Must be missing something simple…
-
I have pfSense running 2 networks:
WIFI Interface - 192.168.4.1 (192.168.4.x)
LAN Interface - 192.168.5.1 (192.168.5.x)I also have OpenVPN running. I have a firewall rule on the WIFI interface to route ALL traffic to the VPN gateway. The LAN traffic goes straight to WAN.
What I am trying to accomplish is put a rule on the WIFI interface, before the OpenVPN traffic routing, that will allow me to access clients on the LAN network. For example, if a device on the WIFI network (192.168.4.100) wants to talk to a device on the LAN network (192.168.5.100), it should be able to do that without being routed to the firewall gateway.
I've tried many combinations of SOURCE/DESTINATION, it seems like LAN Net/Address doesn't trigger when pinging the 192.168.5.x network, even though that is the LAN network.
-
you have lan address in there as dest, if you want to get to stuff on the lan, that should be lan network, your just allowing access to pfsense lan IP with that rule.
Which you already allow with the dest firewall rule above it.
-
Thanks for the reply.
I've tried both versions of the destination, see the attached screenshot. Still can't ping 192.168.5.x devices from WIFI.
-
and what are you pinging? Windows machine out of the box with its firewall running will not allow ping from devices other than its local network. So your wifi network would not be allowed to ping it.
-
Windows Firewall is off for private network.
If I remove the gateway for the bottom WIFI rule, I can reach all 192.168.5.x devices fine. When I define traffic to the VPN it can't get there, that is why I'm trying to setup an additional rule in front of that VPN rule.
-
Did u clear states after adding new rule? This how policy routing works i do it same way u have rule before u send it out gateway that allows the traffic with no gateway set
-
Windows Firewall is off for private network.
If I remove the gateway for the bottom WIFI rule, I can reach all 192.168.5.x devices fine. When I define traffic to the VPN it can't get there, that is why I'm trying to setup an additional rule in front of that VPN rule.
I've seen Windows mark my private network as public. Changing it to private required messing with the Registry.
-
I've seen Windows mark my private network as public. Changing it to private required messing with the Registry.

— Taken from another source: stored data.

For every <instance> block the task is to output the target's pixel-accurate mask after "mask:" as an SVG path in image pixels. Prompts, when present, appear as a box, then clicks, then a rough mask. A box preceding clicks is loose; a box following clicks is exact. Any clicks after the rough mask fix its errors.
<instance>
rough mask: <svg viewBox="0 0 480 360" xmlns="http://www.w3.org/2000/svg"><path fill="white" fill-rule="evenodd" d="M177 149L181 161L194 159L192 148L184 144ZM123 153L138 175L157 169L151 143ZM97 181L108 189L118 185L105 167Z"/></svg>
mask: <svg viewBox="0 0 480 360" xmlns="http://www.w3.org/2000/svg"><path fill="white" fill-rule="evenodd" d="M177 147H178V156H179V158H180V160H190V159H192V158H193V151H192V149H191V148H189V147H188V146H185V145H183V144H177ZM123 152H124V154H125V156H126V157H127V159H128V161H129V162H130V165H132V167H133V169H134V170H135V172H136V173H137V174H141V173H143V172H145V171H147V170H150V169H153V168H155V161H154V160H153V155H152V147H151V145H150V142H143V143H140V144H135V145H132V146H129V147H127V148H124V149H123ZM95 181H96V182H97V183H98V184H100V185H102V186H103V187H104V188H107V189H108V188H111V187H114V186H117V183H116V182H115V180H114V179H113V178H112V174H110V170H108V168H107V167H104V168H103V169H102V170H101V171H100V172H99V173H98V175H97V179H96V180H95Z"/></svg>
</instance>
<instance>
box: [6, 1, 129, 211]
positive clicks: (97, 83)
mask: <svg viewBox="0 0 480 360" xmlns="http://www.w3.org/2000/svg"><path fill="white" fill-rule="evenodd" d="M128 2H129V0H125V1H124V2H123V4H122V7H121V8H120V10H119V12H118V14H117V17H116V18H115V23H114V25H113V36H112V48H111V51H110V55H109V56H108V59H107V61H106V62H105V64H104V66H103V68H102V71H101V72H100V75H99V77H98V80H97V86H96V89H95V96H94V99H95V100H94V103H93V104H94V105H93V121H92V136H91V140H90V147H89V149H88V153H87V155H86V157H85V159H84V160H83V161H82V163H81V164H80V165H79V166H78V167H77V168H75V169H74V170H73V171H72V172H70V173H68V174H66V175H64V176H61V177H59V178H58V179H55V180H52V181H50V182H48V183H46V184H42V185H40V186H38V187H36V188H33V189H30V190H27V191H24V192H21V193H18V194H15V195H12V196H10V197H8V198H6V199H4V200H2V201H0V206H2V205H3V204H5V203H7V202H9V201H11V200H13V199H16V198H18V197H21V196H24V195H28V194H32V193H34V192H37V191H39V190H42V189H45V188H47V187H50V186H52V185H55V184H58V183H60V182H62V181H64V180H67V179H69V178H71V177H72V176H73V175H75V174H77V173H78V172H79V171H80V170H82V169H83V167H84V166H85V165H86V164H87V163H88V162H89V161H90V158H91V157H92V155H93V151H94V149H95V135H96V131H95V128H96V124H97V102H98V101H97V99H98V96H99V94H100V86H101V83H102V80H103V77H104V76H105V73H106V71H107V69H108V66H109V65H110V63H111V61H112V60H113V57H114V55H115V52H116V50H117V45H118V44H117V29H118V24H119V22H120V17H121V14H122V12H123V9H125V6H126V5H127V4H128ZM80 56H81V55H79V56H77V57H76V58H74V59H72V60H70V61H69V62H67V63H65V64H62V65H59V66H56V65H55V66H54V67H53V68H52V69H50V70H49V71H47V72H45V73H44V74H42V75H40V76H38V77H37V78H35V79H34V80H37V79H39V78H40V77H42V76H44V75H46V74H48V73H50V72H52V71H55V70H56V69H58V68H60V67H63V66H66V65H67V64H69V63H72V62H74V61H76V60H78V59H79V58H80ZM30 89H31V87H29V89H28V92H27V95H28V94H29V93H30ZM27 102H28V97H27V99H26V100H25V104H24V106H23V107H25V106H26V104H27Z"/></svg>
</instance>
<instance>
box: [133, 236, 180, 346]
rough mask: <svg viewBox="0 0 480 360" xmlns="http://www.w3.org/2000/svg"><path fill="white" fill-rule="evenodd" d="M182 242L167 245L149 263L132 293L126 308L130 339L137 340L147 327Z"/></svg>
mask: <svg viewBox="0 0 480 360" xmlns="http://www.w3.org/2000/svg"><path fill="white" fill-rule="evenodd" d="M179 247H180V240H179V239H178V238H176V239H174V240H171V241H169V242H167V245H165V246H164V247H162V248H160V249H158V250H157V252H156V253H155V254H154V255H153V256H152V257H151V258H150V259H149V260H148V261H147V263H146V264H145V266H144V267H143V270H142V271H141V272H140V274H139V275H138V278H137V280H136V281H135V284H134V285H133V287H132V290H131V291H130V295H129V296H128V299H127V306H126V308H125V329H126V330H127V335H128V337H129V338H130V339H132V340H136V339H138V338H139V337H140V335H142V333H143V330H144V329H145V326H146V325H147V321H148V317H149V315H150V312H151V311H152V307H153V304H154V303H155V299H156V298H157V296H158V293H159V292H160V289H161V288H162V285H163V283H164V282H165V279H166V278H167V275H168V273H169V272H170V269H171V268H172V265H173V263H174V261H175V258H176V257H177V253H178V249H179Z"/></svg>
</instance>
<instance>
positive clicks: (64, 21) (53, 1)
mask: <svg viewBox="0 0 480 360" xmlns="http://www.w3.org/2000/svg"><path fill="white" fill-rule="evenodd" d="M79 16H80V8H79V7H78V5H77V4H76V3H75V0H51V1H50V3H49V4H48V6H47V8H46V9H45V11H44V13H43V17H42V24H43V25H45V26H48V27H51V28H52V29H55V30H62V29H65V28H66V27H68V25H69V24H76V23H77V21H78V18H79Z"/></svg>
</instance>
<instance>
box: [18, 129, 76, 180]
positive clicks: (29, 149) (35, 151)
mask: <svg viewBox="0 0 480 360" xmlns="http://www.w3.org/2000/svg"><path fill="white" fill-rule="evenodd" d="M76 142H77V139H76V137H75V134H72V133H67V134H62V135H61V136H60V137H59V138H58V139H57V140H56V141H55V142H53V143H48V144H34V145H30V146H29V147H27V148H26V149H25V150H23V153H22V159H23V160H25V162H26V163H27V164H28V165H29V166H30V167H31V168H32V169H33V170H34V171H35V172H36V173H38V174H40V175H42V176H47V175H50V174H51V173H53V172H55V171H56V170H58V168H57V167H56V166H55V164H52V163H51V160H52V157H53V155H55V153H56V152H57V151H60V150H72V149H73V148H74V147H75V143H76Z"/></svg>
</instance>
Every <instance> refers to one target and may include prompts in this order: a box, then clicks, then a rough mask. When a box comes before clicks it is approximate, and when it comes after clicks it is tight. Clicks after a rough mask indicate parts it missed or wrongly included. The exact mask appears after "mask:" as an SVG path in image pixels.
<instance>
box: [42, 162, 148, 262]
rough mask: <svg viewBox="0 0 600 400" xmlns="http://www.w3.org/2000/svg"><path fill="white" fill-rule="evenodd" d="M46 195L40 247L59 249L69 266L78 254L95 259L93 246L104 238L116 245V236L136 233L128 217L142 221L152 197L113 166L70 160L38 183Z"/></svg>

Windows marks a network as public if there is no default gateway defined on the network adapter.
So setting a default route on the VPN adapter let Windows handles it as private.
Sure, since I don't want to route all my traffic over VPN, I found a workaround for this. I set my OpenVPN server to push routes with high very metric (512) by enteringpush "route-metric 512"
in the custom options field.
However, this metric is applied for all routes the server pushes to the client, but no matter, since there is no other route for the same networks with lower metric.
So I've 2 default routes now, one over VPN gateway with metric 512 and one the wired interface with 10.This works fine for months now on Windows an Linux clients.
-
While that works for a client connecting to a vpn.. That is not what the OP is doing. He has pfsense making a client connection to his vpn and he doesn't want to route all traffic over that vpn. Only traffic that is not going to one of his other networks.
How this is done is simple rule above the rule that shoves the traffic down the vpn to allow the traffic to use the normal pfsense routes/connections to other networks.
https://doc.pfsense.org/index.php/What_is_policy_routing
Do you have this vpn connection set as default in your routing tab? This should not be set as default.. Example see my attached setup. Also you shouldn't really be pulling routes from the client vpn connections.. Your just shoving traffic down it via your firewall rule, you do not need to get any route info from that connection. See my 2nd attachement
-
Harvy66 spoke from how Windows handles networks and I had something to contribute. Apologise if that digresses from the topic, but that happens a post above.
-
Huh.. While your solution would work for a client directly connecting to a vpn, was just pointing out that is not what the OP is doing.